Внутренний строй литературного произведения - Инна Альми 16 стр.


О "Весенней грозе" много говорилось. Наиболее значительной в этом плане представляется мне недавняя статья Ю. Н. Чумакова. Пользуясь возможностью сослаться на нее, оставляю эту "антилогическую оду" (определение Л.Б. Пумпянского) за пределом собственного анализа. Сосредоточусь на "Полдне". Не только потому, что это стихотворение менее замечено. Тип тютчевской мифологической миниатюры представлен здесь в одном из совершеннейших его воплощений.

Привожу стихотворение полностью:

Полдень
Лениво дышит полдень мглистый
Лениво катится река,
В лазури пламенной и чистой
Лениво тают облака.

И всю природу, как туман,
Дремота жаркая объемлет,
И сам теперь великий Пан
В пещере нимф покойно дремлет [56].

Погружение в текст ставит читателя перед непредвиденным фактом. Безукоризненно завершенное, замкнутое стихотворение "противится" прекращению процесса чтения. Форма миниатюры заставляет обостренно почувствовать тот эффект восприятия лирики, с помощью которого значительно ослабляется воздействие линейного развития темы, свойственное литературе как роду искусства. Последовательность постепенного узнавания заменяется ощущением, близким одномоментности. Оно достигается прежде всего за счет того, что стихотворение, особенно небольшого объема, читается, как известно, не только от начала к концу, но и повторно тут же – от конца к началу. Естественно, сказанное относится и к отмеченной нами миниатюре. Ее финальное двустишие подключается к названию и первым строкам стихотворения тем более органично, что опору для слияния дает не только формальный, но и содержательный фактор – субстанция осеняющего произведение мифа.
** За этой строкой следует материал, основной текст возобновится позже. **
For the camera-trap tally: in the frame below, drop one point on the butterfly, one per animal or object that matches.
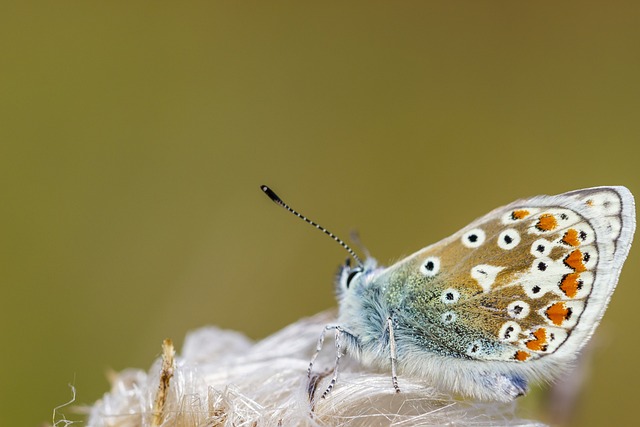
(508, 300)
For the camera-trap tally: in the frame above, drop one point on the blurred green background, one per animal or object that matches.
(134, 137)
Согласно этому мифу полдень– время священное. В этот час отдыхает сам Великий Пан – бог долин, стад и пастухов. Магия его дремоты заражает все вокруг. Именно такое "заражение" – проникновение мифа в строй обычных природных явлений – передает стихотворение. Передает с тонкостью поистине гениальной. Адекватно перевести ее на язык аналитической прозы вряд ли возможно. И все же попытаемся дать хотя бы некоторое представление об основах этого волшебства.
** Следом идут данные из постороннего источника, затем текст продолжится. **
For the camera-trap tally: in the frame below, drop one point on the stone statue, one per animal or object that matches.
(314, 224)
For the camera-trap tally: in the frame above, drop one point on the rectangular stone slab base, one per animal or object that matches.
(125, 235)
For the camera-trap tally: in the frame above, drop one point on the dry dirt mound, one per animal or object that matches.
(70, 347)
Итак, финальное двустишие миниатюры мгновенно "цепляет" ее первую строку. Подключается к ней в точном смысле слова, если так можно выразиться, лексически. Ведь "лениво дышит" гораздо легче соотносится с представлением о дремоте живого существа, чем с упоминанием определенный поры дня. Одновременно с помощью того же сцепления корректируется и выражение "полдень мглистый". Слабеет элемент той отвлеченности, которая обычно присуща понятию.

Так покойно дремлющий Пан и лениво дышащий полдень оказываются едва ли не побратимами. Полдень, чье именование (или имя?) вынесено в заглавие, – природное преломление Пана, один из его двойников. Слившись воедино, оба они заражают все вокруг магическим бессилием. Отсюда – и неожиданный, на первый взгляд, эпитет "Полдень мглистый". Он оправдан, поскольку речь идет не о красках "тверди пламенной и чистой", но об особом психологическом состоянии – том дурмане расслабленности, которая будто висит в воздухе.

Лень, естественная и одновременно сверхреальная, – аура этого часа. Слово "лениво", сразу поставленное под акцент инверсионным своим положением, заданное как анафора, повторенное на пространстве миниатюры трижды, создает ту линию общей тональности, которой будто вообще не свойственно прерываться. Она прошивает собой все описания действий – так, что они теряют присущий глагольным формам энергетический напор, уподобляясь неспешно протекающим состояниям. Река "катится" – т. е. движется вся, целиком, без ряби неравномерного течения. Облака "тают" – исчезают столь неуловимо, что ни глаз, ни сознание не фиксирует изменения их формы и величины. Мир застыл, объятый "жаркой дремотой". Однокоренное слово "дремлет" возникает и в последней строке, при упоминании Великого Пана. Заметим, – упоминании единственном, но создающем подтекст всего стихотворения. Картина, представленная в нем, и миф, ее одухотворяющий, слиты нераздельно.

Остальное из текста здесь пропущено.